Why does the calculator suggest a property budget?
Because banks fund only 75-90% of property value (LTV cap). The rest must come from your savings as down payment. Property budget = loan eligibility ÷ 0.80 (assuming 20% down). If you have more savings, you can buy a bigger property.
Can I increase eligibility by extending tenure?
Yes, longer tenure = lower EMI = higher loan eligible. But longer tenure also means much more total interest. A ₹50 lakh loan at 8.5% costs ₹54L interest over 20 years vs ₹95L over 30 years. Maximize down payment + minimize tenure if you can afford the EMI.

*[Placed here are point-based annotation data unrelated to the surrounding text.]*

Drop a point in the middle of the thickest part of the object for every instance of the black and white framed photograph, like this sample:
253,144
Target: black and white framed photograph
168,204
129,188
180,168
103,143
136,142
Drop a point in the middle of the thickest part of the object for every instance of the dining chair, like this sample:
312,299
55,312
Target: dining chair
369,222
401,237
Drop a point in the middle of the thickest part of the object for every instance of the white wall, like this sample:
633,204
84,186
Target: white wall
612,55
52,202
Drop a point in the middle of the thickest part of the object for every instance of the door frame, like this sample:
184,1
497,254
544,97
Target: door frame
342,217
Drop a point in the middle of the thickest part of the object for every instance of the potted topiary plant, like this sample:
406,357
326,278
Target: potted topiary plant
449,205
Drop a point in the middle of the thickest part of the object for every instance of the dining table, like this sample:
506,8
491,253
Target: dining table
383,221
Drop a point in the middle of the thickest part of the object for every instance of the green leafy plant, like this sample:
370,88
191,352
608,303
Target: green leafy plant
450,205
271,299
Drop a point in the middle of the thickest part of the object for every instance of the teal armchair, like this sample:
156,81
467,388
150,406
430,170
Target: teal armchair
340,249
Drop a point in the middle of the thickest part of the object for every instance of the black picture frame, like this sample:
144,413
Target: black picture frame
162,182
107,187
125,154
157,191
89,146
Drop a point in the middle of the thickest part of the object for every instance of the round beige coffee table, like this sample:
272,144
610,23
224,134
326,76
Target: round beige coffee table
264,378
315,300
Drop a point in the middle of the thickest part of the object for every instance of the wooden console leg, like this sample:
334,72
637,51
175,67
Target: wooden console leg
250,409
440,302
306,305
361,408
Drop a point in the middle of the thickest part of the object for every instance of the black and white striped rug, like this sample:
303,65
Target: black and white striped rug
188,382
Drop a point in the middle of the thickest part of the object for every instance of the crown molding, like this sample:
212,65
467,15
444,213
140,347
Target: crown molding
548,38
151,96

What's the realistic maximum FOIR banks allow?
55% for high-income salaried (above ₹2 lakh/m) at premium banks. Private sector lenders may go to 60% for excellent credit profiles. NBFCs sometimes allow 65% but at 1-2% higher rate. Below ₹50,000 income, expect 40% maximum.
Do banks include credit card minimum payments?
Yes. Credit card outstanding (5% minimum due) is treated as an EMI obligation. ₹1 lakh credit card balance = ₹5,000/m EMI in their calculation. Pay down credit card debt before applying — it's the easiest way to improve eligibility.
Should I use my employer's tie-up bank?
Tie-up banks often offer 10-25 bps lower interest and faster approval. But always compare with at least 2-3 other lenders. Sometimes your CIBIL score gets you better terms elsewhere despite no employer tie-up.